(145a) Prediction of EHS Properties Using T.E.S.T
AIChE Spring Meeting and Global Congress on Process Safety
2012
2012 Spring Meeting & 8th Global Congress on Process Safety
Process Development Division
Modeling, Measurement, and Optimization
Wednesday, April 4, 2012 - 1:30pm to 2:00pm
The US EPA has developed tools (such as the WAste Reduction Algorithm) which aid in the development of sustainable chemical process designs. In order to utilize these tools one must be able to characterize chemicals in terms of their EHS (environmental health and safety) properties. Since experimental values are not available for all industrially relevant chemicals, one needs to be able to estimate these properties using in silico based methods. T.E.S.T. (Toxicity Estimation Software Tool) was developed to allow users to easily estimate toxicity values using quantitative structure activity relationship (QSAR) models. The hierarchical clustering QSAR methodology was selected because it can develop models for large, diverse datasets.

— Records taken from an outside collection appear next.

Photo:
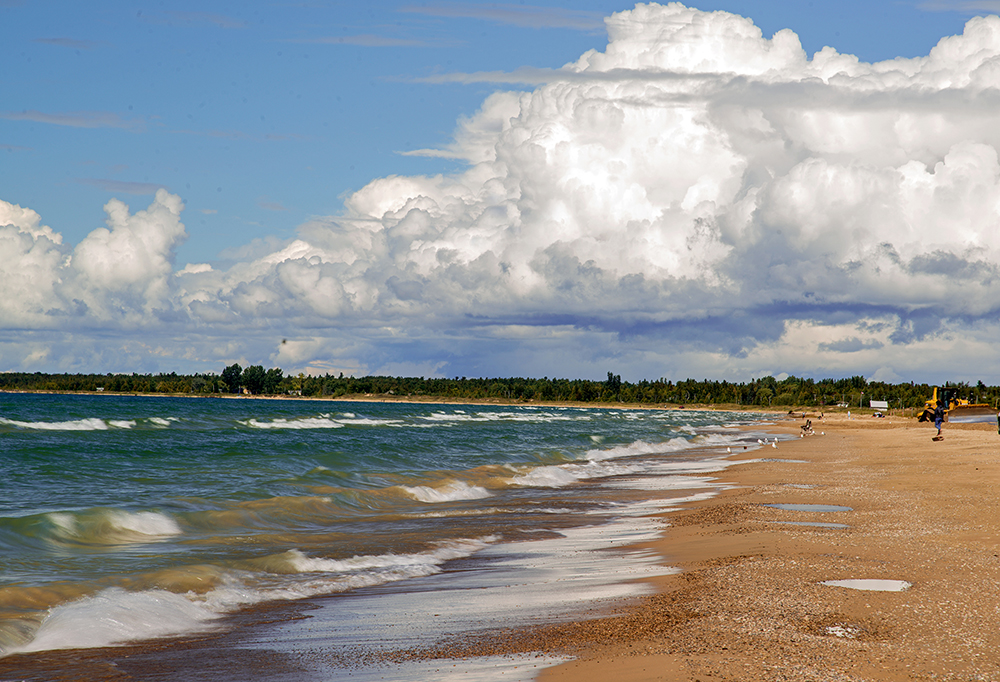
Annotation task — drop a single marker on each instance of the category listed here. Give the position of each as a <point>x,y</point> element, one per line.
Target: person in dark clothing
<point>939,417</point>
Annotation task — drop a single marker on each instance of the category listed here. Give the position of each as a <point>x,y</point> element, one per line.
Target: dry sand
<point>750,605</point>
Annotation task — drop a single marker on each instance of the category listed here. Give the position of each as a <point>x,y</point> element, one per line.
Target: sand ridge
<point>922,512</point>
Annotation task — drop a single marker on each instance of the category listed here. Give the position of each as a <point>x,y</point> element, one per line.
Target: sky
<point>563,189</point>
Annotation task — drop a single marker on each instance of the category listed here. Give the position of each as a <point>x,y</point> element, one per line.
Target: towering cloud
<point>695,198</point>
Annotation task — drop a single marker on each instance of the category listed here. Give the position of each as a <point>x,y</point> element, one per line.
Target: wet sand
<point>750,604</point>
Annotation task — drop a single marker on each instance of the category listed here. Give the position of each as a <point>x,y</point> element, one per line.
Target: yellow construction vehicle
<point>955,409</point>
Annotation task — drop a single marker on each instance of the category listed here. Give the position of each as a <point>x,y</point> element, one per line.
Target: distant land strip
<point>765,392</point>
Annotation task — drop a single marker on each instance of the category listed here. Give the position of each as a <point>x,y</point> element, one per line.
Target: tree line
<point>766,391</point>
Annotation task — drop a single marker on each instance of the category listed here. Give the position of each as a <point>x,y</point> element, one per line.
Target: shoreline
<point>811,412</point>
<point>750,603</point>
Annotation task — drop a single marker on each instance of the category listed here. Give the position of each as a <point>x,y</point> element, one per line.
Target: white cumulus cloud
<point>697,197</point>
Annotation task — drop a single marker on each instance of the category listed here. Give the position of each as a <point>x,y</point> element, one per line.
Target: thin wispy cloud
<point>525,16</point>
<point>71,43</point>
<point>124,186</point>
<point>268,205</point>
<point>966,7</point>
<point>76,119</point>
<point>373,40</point>
<point>191,19</point>
<point>696,198</point>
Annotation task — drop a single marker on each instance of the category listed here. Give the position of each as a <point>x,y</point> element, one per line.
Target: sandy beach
<point>751,603</point>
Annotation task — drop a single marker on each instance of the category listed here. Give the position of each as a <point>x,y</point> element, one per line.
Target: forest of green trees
<point>763,392</point>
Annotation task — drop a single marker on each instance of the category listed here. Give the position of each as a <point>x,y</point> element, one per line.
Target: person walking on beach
<point>939,419</point>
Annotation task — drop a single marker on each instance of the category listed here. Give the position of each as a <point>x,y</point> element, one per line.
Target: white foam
<point>558,476</point>
<point>323,421</point>
<point>379,568</point>
<point>870,584</point>
<point>115,615</point>
<point>303,423</point>
<point>456,490</point>
<point>91,424</point>
<point>113,527</point>
<point>150,524</point>
<point>678,444</point>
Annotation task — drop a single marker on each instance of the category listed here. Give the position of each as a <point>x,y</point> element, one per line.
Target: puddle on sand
<point>870,585</point>
<point>809,507</point>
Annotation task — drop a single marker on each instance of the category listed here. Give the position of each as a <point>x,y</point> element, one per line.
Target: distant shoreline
<point>445,400</point>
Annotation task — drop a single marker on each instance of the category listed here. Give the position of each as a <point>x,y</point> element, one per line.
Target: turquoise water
<point>128,518</point>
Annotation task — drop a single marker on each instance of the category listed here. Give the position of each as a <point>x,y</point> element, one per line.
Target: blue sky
<point>265,118</point>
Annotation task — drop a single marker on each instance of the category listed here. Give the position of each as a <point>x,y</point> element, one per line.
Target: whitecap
<point>456,490</point>
<point>91,424</point>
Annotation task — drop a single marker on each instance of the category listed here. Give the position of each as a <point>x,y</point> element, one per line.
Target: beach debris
<point>871,585</point>
<point>845,631</point>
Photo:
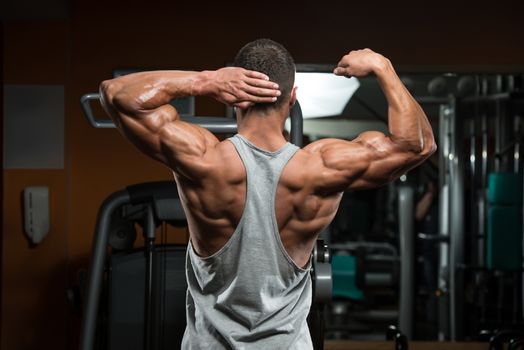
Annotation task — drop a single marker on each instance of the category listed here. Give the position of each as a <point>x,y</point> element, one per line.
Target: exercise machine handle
<point>213,124</point>
<point>88,112</point>
<point>219,125</point>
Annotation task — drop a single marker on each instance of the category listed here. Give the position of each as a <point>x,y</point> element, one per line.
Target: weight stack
<point>125,314</point>
<point>504,241</point>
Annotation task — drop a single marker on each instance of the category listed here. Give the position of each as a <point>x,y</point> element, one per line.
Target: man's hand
<point>360,63</point>
<point>239,87</point>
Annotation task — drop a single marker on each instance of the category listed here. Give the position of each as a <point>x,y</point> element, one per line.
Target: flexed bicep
<point>371,160</point>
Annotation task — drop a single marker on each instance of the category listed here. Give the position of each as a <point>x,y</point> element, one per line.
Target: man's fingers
<point>256,75</point>
<point>243,105</point>
<point>261,83</point>
<point>257,91</point>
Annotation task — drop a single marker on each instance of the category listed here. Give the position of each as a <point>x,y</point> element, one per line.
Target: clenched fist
<point>360,63</point>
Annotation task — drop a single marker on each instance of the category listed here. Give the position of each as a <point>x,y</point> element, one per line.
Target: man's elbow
<point>428,149</point>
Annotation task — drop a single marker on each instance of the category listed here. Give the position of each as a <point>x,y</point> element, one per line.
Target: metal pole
<point>443,275</point>
<point>407,275</point>
<point>213,124</point>
<point>456,223</point>
<point>149,237</point>
<point>297,125</point>
<point>96,267</point>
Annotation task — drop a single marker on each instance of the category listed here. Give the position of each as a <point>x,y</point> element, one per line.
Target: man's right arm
<point>373,159</point>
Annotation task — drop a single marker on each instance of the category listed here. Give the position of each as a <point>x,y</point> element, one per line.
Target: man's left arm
<point>139,106</point>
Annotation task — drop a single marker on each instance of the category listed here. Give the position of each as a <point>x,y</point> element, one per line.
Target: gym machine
<point>160,202</point>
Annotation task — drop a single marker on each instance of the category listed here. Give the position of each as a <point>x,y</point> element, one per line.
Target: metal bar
<point>213,124</point>
<point>96,267</point>
<point>443,274</point>
<point>149,236</point>
<point>456,224</point>
<point>297,125</point>
<point>406,234</point>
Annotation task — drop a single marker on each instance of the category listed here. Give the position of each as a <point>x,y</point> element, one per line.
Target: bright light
<point>323,94</point>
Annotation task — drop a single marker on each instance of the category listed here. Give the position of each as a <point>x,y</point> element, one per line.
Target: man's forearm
<point>407,121</point>
<point>147,91</point>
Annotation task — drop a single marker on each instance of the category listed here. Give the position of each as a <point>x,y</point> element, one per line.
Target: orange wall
<point>83,51</point>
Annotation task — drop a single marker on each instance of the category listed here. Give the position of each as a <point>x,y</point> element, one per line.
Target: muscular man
<point>255,203</point>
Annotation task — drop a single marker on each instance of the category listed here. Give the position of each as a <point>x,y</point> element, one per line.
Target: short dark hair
<point>271,58</point>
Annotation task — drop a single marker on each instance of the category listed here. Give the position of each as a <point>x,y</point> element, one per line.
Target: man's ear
<point>293,97</point>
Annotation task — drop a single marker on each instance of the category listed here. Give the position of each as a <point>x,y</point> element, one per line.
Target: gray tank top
<point>250,294</point>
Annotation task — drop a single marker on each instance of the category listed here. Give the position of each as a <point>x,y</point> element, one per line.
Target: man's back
<point>214,209</point>
<point>216,187</point>
<point>250,293</point>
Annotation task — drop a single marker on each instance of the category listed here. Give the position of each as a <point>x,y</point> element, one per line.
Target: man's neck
<point>264,130</point>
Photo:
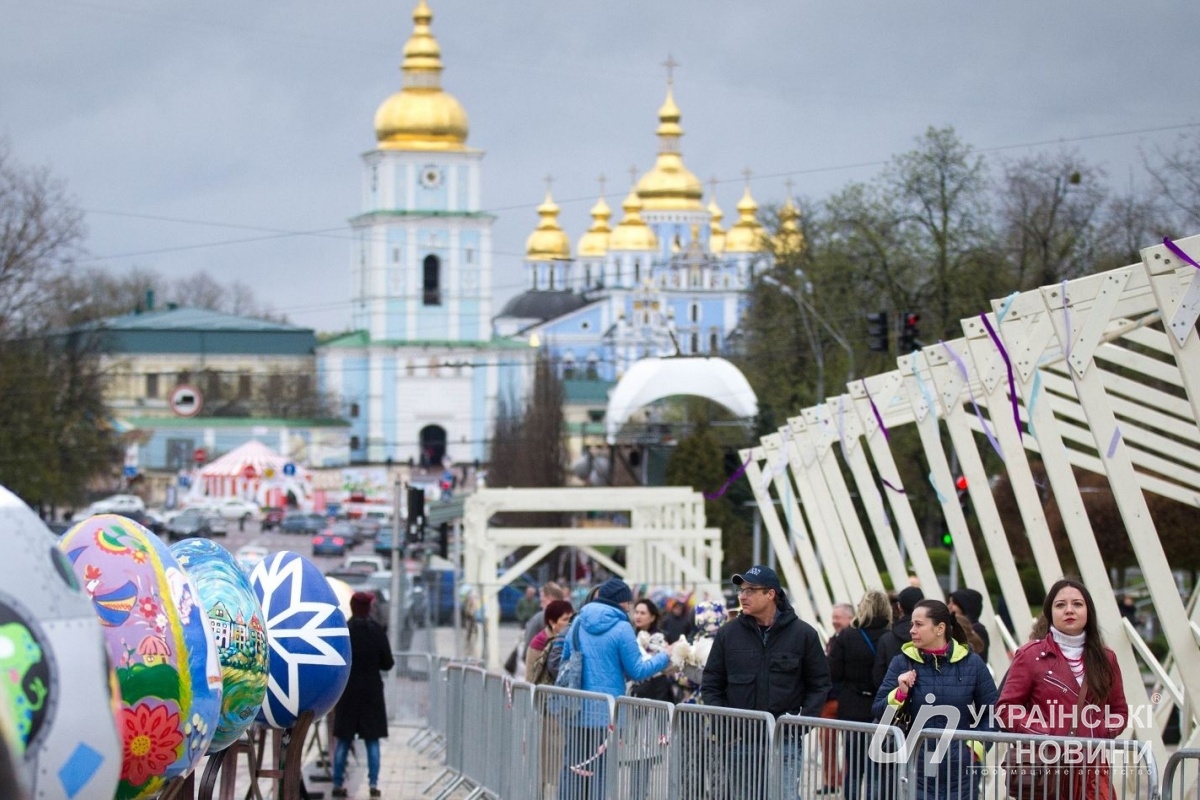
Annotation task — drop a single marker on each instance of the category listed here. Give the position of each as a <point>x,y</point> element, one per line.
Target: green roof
<point>582,391</point>
<point>363,340</point>
<point>229,422</point>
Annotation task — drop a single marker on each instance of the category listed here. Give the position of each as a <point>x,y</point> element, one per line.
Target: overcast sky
<point>226,136</point>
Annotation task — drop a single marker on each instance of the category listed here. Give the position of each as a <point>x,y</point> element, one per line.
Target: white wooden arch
<point>666,542</point>
<point>1099,373</point>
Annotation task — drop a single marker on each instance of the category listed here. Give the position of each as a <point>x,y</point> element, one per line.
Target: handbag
<point>1030,775</point>
<point>570,672</point>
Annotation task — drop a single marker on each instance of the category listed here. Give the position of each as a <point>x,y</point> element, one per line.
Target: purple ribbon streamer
<point>875,410</point>
<point>1012,378</point>
<point>1179,251</point>
<point>966,380</point>
<point>736,475</point>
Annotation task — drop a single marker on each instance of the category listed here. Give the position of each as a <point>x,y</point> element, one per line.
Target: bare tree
<point>40,235</point>
<point>1050,217</point>
<point>1177,174</point>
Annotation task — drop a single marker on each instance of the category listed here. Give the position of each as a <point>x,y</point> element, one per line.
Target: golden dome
<point>717,234</point>
<point>595,241</point>
<point>745,235</point>
<point>670,186</point>
<point>633,233</point>
<point>420,115</point>
<point>549,241</point>
<point>789,240</point>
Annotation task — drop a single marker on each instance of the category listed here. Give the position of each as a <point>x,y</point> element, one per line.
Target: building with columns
<point>420,374</point>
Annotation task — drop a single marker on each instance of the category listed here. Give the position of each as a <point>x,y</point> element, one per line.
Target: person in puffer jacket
<point>611,657</point>
<point>947,686</point>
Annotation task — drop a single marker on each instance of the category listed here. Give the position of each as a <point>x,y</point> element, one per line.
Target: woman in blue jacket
<point>611,656</point>
<point>948,687</point>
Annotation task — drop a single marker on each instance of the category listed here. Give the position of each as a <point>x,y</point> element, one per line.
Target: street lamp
<point>805,310</point>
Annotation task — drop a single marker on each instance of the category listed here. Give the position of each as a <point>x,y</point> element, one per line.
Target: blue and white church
<point>420,374</point>
<point>666,280</point>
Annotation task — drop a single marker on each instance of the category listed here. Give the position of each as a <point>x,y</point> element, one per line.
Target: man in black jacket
<point>767,660</point>
<point>888,647</point>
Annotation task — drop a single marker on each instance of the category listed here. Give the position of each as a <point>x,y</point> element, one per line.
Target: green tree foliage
<point>700,461</point>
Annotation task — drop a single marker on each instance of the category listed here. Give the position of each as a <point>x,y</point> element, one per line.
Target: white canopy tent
<point>652,379</point>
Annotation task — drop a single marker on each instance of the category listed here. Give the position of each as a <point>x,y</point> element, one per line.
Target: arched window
<point>432,281</point>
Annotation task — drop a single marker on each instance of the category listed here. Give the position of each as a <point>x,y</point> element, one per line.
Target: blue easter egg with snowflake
<point>238,631</point>
<point>160,643</point>
<point>57,698</point>
<point>309,641</point>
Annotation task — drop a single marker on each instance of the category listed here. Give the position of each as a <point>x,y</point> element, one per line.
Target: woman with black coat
<point>361,710</point>
<point>851,661</point>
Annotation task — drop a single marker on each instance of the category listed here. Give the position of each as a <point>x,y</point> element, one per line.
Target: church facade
<point>427,359</point>
<point>420,374</point>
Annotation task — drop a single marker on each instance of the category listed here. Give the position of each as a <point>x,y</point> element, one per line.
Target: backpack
<point>570,672</point>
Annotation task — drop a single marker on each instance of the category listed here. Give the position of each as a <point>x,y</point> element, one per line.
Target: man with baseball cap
<point>767,660</point>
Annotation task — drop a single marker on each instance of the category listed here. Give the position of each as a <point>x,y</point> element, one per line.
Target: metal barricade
<point>814,756</point>
<point>640,752</point>
<point>1181,775</point>
<point>945,764</point>
<point>497,732</point>
<point>720,752</point>
<point>454,733</point>
<point>571,741</point>
<point>523,767</point>
<point>474,740</point>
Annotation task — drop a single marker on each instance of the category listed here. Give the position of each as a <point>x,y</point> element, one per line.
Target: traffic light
<point>415,530</point>
<point>877,331</point>
<point>909,332</point>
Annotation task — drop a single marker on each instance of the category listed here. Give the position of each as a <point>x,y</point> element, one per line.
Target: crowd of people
<point>899,659</point>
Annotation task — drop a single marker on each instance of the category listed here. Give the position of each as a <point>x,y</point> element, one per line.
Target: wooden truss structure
<point>665,543</point>
<point>1101,373</point>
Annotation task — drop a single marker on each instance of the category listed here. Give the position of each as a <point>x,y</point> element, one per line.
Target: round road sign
<point>186,400</point>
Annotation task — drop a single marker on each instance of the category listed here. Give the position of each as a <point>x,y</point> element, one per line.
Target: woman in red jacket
<point>1067,684</point>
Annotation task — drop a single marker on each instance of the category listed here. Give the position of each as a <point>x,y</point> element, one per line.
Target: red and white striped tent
<point>241,471</point>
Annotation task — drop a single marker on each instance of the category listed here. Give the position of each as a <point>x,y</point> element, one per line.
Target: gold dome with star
<point>594,242</point>
<point>745,235</point>
<point>633,233</point>
<point>549,241</point>
<point>670,186</point>
<point>421,115</point>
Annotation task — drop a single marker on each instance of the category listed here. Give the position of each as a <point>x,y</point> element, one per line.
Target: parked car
<point>347,531</point>
<point>189,525</point>
<point>271,518</point>
<point>249,557</point>
<point>299,522</point>
<point>143,519</point>
<point>115,504</point>
<point>239,509</point>
<point>329,543</point>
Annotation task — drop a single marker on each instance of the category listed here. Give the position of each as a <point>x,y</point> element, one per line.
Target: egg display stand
<point>287,756</point>
<point>226,765</point>
<point>180,788</point>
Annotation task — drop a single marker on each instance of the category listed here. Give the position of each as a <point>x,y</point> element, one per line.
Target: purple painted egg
<point>309,639</point>
<point>160,643</point>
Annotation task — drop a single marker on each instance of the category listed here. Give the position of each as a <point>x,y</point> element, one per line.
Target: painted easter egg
<point>307,636</point>
<point>58,693</point>
<point>238,631</point>
<point>161,645</point>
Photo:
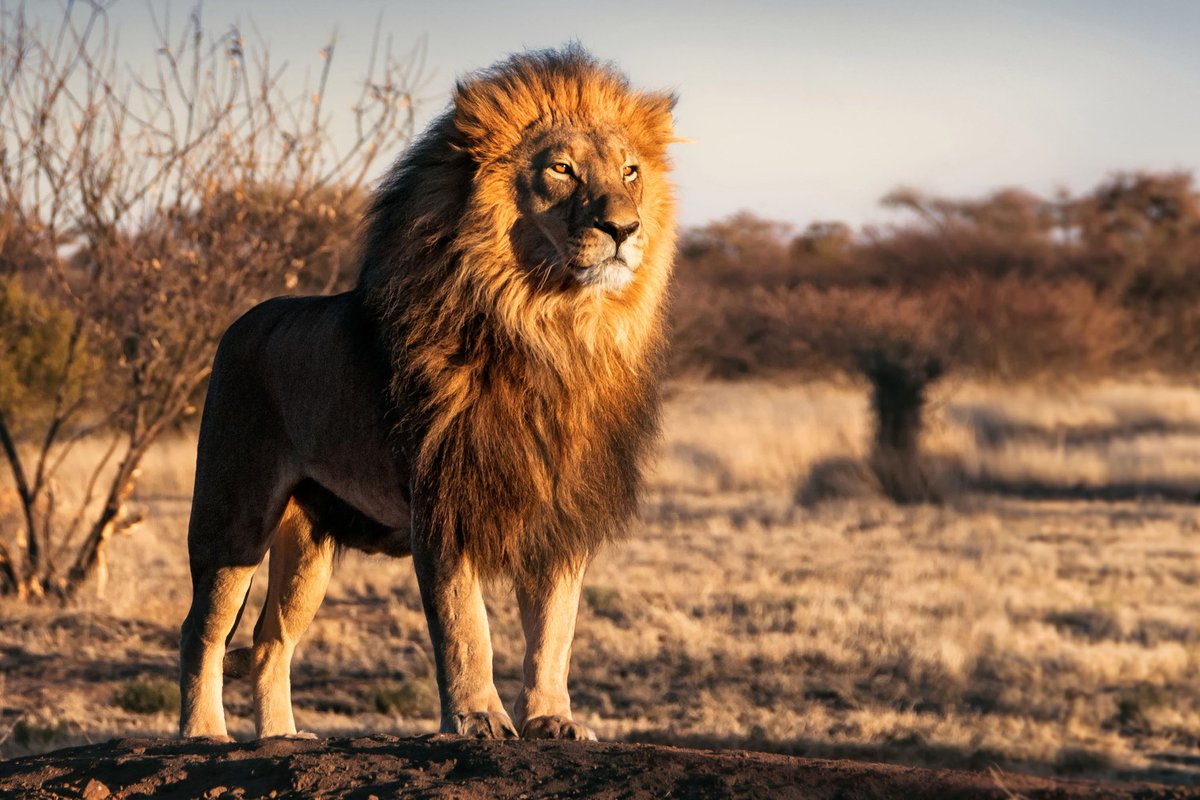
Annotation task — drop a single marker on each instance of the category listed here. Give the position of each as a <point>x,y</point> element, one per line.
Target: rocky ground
<point>444,767</point>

This methodology utilizes Ward’s method to divide a training set into a series of structurally similar clusters. The structural similarity is defined in terms of about 800 2-D physicochemical descriptors (such as connectivity and E-state indices). A genetic algorithm based technique is used to generate statistically valid QSAR models for each cluster. The toxicity for a given query compound is estimated using the weighted average of several different cluster models (assuming that the compound is within the domain of applicability of the cluster model). T.E.S.T. can estimate toxicity values for a variety of toxicity endpoints including acute aquatic toxicity, acute mammalian toxicity, fish bioaccumulation factor, developmental toxicity, and mutagenicity. TEST can also estimate physical properties including normal boiling point, density, water solubility, and thermal conductivity. These properties are important for green solvent design. The predictive ability for each endpoint was validated using an external validation set.